Re: [PATCH] x86/mm: Split read_cr3() into read_cr3_pa() and __read_cr3()

From: Borislav Petkov <bp@alien8.de>
To: Andy Lutomirski <luto@kernel.org>
Cc: x86@kernel.org, linux-kernel@vger.kernel.org,
	Tom Lendacky <thomas.lendacky@amd.com>,
	Juergen Gross <jgross@suse.com>,
	xen-devel <xen-devel@lists.xen.org>,
	Boris Ostrovsky <boris.ostrovsky@oracle.com>
Subject: Re: [PATCH] x86/mm: Split read_cr3() into read_cr3_pa() and __read_cr3()
Date: Tue, 13 Jun 2017 11:26:46 +0200	[thread overview]
Message-ID: <20170613092646.l5wgvfrgoeb3fksz@pd.tnic> (raw)
In-Reply-To: <883f8fb121f4616c1c1427ad87350bb2f5ffeca1.1497288170.git.luto@kernel.org>

On Mon, Jun 12, 2017 at 10:26:14AM -0700, Andy Lutomirski wrote:
> The kernel has several code paths that read CR3.  Most of them assume that
> CR3 contains the PGD's physical address, whereas some of them awkwardly
> use PHYSICAL_PAGE_MASK to mask off low bits.
> 
> Add explicit mask macros for CR3 and convert all of the CR3 readers.
> This will keep them from breaking when PCID is enabled.

...

> +/*
> + * CR3's layout varies depending on several things.
> + *
> + * If CR4.PCIDE is set (64-bit only), then CR3[11:0] is the address space ID.
> + * If PAE is enabled, then CR3[11:5] is part of the PDPT address
> + * (i.e. it's 32-byte aligned, not page-aligned) and CR3[4:0] is ignored.
> + * Otherwise (non-PAE, non-PCID), CR3[3] is PWT, CR3[4] is PCD, and
> + * CR3[2:0] and CR3[11:5] are ignored.
> + *
> + * In all cases, Linux puts zeros in the low ignored bits and in PWT and PCD.
> + *
> + * CR3[63] is always read as zero.  If CR4.PCIDE is set, then CR3[63] may be
> + * written as 1 to prevent the write to CR3 from flushing the TLB.
> + *
> + * On systems with SME, one bit (in a variable position!) is stolen to indicate
> + * that the top-level paging structure is encrypted.
> + *
> + * All of the remaining bits indicate the physical address of the top-level
> + * paging structure.
> + *
> + * CR3_ADDR_MASK is the mask used by read_cr3_pa().
> + */
> +#ifdef CONFIG_X86_64
> +/* Mask off the address space ID bits. */
> +#define CR3_ADDR_MASK 0x7FFFFFFFFFFFF000ull
> +#define CR3_PCID_MASK 0xFFFull
> +#else
> +/*
> + * CR3_ADDR_MASK needs at least bits 31:5 set on PAE systems, and we save
> + * a tiny bit of code size by setting all the bits.
> + */
> +#define CR3_ADDR_MASK 0xFFFFFFFFull
> +#define CR3_PCID_MASK 0ull

All those can do GENMASK_ULL for better readability.
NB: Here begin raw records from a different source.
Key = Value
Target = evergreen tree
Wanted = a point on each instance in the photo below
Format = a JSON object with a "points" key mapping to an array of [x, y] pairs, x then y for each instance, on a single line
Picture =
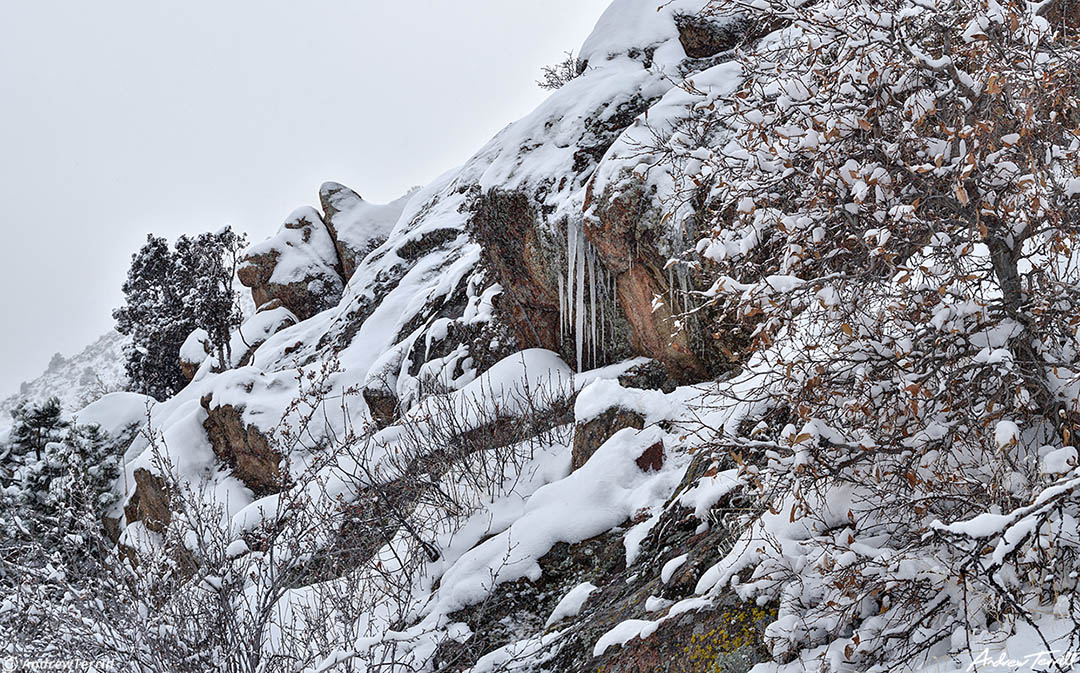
{"points": [[36, 426], [169, 294]]}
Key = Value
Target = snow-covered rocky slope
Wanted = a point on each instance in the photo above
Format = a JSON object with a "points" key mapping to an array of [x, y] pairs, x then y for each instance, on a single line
{"points": [[491, 426], [77, 380]]}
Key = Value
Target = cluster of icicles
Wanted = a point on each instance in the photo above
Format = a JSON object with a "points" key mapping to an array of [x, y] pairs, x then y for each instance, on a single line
{"points": [[586, 299]]}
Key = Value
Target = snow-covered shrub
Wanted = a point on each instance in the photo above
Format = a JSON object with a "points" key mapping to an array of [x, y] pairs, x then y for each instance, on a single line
{"points": [[895, 215], [557, 75]]}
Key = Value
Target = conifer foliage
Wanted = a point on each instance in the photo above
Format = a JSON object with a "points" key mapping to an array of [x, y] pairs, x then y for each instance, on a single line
{"points": [[169, 294]]}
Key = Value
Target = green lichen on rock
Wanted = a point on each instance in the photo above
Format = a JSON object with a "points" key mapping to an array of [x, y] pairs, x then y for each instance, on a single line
{"points": [[731, 646]]}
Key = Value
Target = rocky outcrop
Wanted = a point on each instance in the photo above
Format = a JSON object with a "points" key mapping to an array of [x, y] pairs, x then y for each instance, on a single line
{"points": [[625, 232], [521, 260], [243, 447], [149, 501], [356, 227], [590, 434], [299, 267]]}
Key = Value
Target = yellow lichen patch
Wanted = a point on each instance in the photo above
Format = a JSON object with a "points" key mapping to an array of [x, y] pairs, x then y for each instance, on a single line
{"points": [[730, 646]]}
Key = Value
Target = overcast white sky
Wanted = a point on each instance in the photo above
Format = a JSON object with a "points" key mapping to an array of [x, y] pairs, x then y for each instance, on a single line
{"points": [[123, 117]]}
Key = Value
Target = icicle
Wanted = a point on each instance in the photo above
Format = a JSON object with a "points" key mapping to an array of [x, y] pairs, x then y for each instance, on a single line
{"points": [[579, 301], [571, 257], [592, 304], [562, 309], [603, 307]]}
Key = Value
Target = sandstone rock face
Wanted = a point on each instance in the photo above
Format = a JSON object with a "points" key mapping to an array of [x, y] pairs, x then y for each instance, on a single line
{"points": [[149, 503], [358, 227], [518, 259], [244, 447], [299, 266], [625, 231]]}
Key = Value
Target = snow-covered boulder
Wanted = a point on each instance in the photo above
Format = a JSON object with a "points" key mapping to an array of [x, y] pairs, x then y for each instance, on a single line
{"points": [[356, 226], [299, 266]]}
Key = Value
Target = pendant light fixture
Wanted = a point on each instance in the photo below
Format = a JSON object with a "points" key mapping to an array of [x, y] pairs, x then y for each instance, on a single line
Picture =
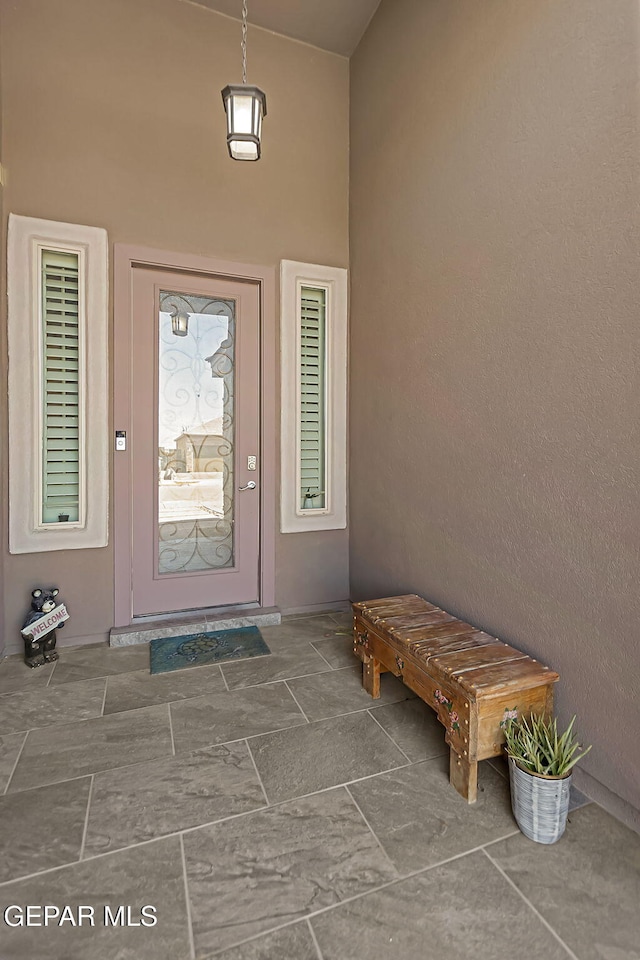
{"points": [[245, 107]]}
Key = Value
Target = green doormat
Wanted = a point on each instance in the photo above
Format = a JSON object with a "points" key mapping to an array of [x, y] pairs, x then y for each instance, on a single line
{"points": [[198, 649]]}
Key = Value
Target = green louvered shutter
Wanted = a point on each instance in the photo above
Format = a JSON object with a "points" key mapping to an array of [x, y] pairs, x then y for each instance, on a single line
{"points": [[313, 398], [60, 388]]}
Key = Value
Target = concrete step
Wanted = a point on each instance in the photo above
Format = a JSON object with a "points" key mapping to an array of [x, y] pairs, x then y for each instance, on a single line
{"points": [[193, 621]]}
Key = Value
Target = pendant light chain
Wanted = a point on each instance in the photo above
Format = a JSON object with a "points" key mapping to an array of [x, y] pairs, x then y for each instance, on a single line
{"points": [[245, 106], [244, 41]]}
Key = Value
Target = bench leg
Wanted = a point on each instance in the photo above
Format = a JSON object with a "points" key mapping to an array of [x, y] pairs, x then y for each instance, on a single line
{"points": [[463, 775], [371, 677]]}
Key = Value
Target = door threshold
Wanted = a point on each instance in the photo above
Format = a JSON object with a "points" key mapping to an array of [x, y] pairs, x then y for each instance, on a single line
{"points": [[193, 621]]}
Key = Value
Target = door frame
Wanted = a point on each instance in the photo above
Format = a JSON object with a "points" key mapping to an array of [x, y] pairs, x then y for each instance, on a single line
{"points": [[126, 258]]}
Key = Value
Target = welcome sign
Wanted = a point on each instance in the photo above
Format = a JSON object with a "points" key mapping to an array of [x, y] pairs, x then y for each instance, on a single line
{"points": [[46, 623]]}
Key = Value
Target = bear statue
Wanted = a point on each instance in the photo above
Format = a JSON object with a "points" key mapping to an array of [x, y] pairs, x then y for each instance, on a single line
{"points": [[40, 640]]}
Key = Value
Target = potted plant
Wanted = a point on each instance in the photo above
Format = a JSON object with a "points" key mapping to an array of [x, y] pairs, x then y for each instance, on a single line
{"points": [[541, 761]]}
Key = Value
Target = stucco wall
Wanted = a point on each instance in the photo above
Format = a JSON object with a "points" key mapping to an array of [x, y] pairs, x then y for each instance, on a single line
{"points": [[113, 117], [494, 336]]}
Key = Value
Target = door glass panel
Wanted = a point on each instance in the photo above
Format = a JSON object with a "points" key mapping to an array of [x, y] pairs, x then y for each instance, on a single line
{"points": [[195, 433]]}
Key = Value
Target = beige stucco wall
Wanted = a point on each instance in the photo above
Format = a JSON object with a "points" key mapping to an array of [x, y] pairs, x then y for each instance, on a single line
{"points": [[495, 344], [113, 117]]}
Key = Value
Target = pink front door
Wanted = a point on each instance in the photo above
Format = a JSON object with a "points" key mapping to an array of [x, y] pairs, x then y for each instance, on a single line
{"points": [[195, 441]]}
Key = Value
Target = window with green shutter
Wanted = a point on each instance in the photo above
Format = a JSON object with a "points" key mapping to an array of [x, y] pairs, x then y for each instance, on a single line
{"points": [[58, 295], [313, 457], [313, 344], [60, 387]]}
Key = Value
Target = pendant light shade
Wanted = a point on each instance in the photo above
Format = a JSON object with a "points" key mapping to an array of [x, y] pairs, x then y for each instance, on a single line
{"points": [[245, 107]]}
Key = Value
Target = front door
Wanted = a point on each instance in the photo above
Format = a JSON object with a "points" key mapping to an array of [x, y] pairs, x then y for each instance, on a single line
{"points": [[195, 441]]}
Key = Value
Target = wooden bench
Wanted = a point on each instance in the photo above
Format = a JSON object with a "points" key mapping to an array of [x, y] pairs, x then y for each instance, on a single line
{"points": [[473, 681]]}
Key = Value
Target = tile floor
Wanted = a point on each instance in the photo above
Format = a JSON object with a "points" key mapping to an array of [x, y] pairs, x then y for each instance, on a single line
{"points": [[269, 810]]}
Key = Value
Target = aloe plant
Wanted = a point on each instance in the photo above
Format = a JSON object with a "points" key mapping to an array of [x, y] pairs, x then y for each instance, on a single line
{"points": [[537, 747]]}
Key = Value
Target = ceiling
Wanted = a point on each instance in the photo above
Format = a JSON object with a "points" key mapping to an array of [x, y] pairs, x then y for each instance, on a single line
{"points": [[335, 25]]}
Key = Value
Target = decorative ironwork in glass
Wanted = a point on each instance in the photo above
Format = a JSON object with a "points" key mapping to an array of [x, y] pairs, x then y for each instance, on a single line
{"points": [[195, 433]]}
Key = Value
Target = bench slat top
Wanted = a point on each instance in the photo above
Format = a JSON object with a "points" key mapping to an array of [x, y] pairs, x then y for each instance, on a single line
{"points": [[483, 665]]}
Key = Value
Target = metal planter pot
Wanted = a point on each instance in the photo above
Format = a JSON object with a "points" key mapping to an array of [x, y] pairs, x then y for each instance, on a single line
{"points": [[540, 804]]}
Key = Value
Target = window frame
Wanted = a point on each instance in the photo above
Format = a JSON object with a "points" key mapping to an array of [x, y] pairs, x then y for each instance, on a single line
{"points": [[27, 238], [293, 277]]}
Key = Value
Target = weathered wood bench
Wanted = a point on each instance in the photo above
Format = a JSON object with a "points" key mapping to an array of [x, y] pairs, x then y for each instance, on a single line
{"points": [[473, 681]]}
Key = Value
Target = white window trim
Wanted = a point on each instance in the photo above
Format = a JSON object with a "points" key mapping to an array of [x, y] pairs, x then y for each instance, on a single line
{"points": [[293, 276], [27, 237]]}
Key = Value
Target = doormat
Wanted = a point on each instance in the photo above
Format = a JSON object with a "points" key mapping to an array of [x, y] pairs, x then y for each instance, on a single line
{"points": [[198, 649]]}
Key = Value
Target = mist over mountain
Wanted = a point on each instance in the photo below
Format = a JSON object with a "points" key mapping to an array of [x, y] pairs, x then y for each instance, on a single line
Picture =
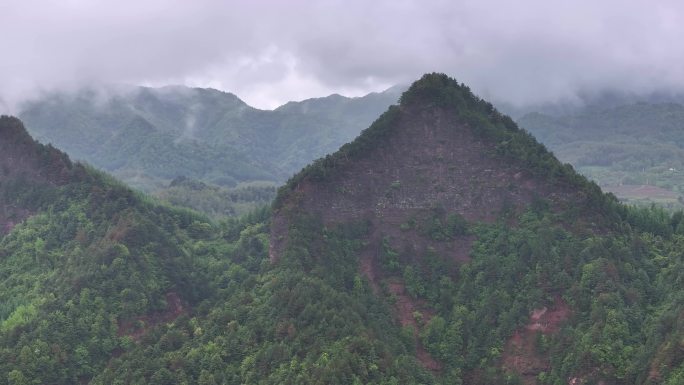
{"points": [[444, 245], [147, 137], [635, 150]]}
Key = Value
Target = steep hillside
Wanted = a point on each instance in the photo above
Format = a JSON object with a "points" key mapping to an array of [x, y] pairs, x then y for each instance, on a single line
{"points": [[29, 173], [634, 150], [83, 262], [100, 285], [443, 246], [505, 265], [148, 136]]}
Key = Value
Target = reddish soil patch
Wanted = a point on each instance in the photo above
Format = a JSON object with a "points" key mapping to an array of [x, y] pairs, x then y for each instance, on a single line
{"points": [[641, 191], [140, 326], [407, 307], [520, 353]]}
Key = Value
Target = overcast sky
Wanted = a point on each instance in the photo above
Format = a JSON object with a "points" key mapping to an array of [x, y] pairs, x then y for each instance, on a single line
{"points": [[269, 52]]}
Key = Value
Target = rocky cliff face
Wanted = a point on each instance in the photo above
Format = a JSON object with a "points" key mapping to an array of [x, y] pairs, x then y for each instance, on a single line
{"points": [[27, 168], [441, 161], [429, 160]]}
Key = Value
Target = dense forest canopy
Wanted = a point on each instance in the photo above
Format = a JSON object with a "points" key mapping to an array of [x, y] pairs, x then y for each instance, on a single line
{"points": [[100, 284]]}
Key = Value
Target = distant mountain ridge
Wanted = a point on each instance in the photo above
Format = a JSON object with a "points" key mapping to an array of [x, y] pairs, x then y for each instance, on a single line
{"points": [[149, 136], [636, 150]]}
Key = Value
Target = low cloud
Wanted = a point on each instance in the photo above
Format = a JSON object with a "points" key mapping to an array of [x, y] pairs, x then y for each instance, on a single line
{"points": [[269, 52]]}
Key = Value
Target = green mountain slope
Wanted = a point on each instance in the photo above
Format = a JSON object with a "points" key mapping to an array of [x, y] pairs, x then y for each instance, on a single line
{"points": [[634, 150], [148, 136], [442, 246], [506, 266]]}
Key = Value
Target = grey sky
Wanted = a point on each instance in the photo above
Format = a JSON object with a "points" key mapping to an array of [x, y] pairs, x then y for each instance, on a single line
{"points": [[269, 52]]}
> diff --git a/arch/x86/kernel/paravirt.c b/arch/x86/kernel/paravirt.c
> index 3586996fc50d..bc0a849589bb 100644
> --- a/arch/x86/kernel/paravirt.c
> +++ b/arch/x86/kernel/paravirt.c
> @@ -391,7 +391,7 @@ struct pv_mmu_ops pv_mmu_ops __ro_after_init = {
>  
>  	.read_cr2 = native_read_cr2,
>  	.write_cr2 = native_write_cr2,
> -	.read_cr3 = native_read_cr3,
> +	.read_cr3 = __native_read_cr3,
>  	.write_cr3 = native_write_cr3,
>  
>  	.flush_tlb_user = native_flush_tlb,
> diff --git a/arch/x86/kernel/process_32.c b/arch/x86/kernel/process_32.c
> index ffeae818aa7a..c6d6dc5f8bb2 100644
> --- a/arch/x86/kernel/process_32.c
> +++ b/arch/x86/kernel/process_32.c
> @@ -92,7 +92,7 @@ void __show_regs(struct pt_regs *regs, int all)
>  
>  	cr0 = read_cr0();
>  	cr2 = read_cr2();
> -	cr3 = read_cr3();
> +	cr3 = __read_cr3();
>  	cr4 = __read_cr4();

This is a good example for my confusion. So we have __read_cr4() - with
the underscores - but not read_cr4().

Now we get __read_cr3 *and* read_cr3_pa(). So __read_cr3() could just as
well lose the "__", right?

Or are the PCID series bringing a read_cr3() without "__" too?

Oh, and to confuse me even more, there's __native_read_cr3() which is
*finally* accessing %cr3 :-) But there's native_write_cr3() without
underscores.

So can we make those names a bit more balanced please?

Thanks.

-- 
Regards/Gruss,
    Boris.

Good mailing practices for 400: avoid top-posting and trim the reply.